What's the solution?
The paper organizes the safety challenges of VLA models by looking at *when* an attack can happen (during training or while the system is running) and *when* defenses can be applied (also during training or runtime). It then examines existing research in four main areas: how VLAs can be attacked, how to defend against those attacks, how to evaluate the safety of these systems, and the safety issues that come up when deploying them in real-world situations.

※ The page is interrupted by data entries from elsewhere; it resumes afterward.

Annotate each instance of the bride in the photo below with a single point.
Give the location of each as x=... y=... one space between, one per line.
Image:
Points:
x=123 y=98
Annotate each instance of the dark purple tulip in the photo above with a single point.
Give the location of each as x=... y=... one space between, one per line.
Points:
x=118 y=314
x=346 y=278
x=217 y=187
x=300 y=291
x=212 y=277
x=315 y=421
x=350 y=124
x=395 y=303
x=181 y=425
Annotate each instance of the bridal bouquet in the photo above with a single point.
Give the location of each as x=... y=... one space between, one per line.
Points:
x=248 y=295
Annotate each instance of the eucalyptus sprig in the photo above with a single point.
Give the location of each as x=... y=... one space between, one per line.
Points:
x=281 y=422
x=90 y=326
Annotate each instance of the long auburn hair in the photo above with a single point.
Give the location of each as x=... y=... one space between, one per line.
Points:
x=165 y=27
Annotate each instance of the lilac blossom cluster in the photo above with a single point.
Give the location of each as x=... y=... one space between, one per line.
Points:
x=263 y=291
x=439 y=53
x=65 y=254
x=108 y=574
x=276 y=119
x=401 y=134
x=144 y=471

It covers threats like intentionally misleading the AI with fake data or subtly altering images to cause errors, and discusses potential defenses.
Why it matters?
This work is important because VLA models are becoming increasingly common in robots and other systems that interact with the physical world. Understanding and addressing their safety vulnerabilities is crucial to prevent accidents, misuse, and ensure these technologies are used responsibly. The paper identifies key areas where more research is needed, like creating ways to guarantee the AI will behave safely even in unexpected situations and developing defenses that can work in real-time.
Abstract
Vision-Language-Action (VLA) models are emerging as a unified substrate for embodied intelligence. This shift raises a new class of safety challenges, stemming from the embodied nature of VLA systems, including irreversible physical consequences, a multimodal attack surface across vision, language, and state, real-time latency constraints on defense, error propagation over long-horizon trajectories, and vulnerabilities in the data supply chain. Yet the literature remains fragmented across robotic learning, adversarial machine learning, AI alignment, and autonomous systems safety. This survey provides a unified and up-to-date overview of safety in Vision-Language-Action models. We organize the field along two parallel timing axes, attack timing (training-time vs. inference-time and defense timing (training-time vs. inference-time, linking each class of threat to the stage at which it can be mitigated. We first define the scope of VLA safety, distinguishing it from text-only LLM safety and classical robotic safety, and review the foundations of VLA models, including architectures, training paradigms, and inference mechanisms. We then examine the literature through four lenses: Attacks, Defenses, Evaluation, and Deployment. We survey training-time threats such as data poisoning and backdoors, as well as inference-time attacks including adversarial patches, cross-modal perturbations, semantic jailbreaks, and freezing attacks. We review training-time and runtime defenses, analyze existing benchmarks and metrics, and discuss safety challenges across six deployment domains. Finally, we highlight key open problems, including certified robustness for embodied trajectories, physically realizable defenses, safety-aware training, unified runtime safety architectures, and standardized evaluation.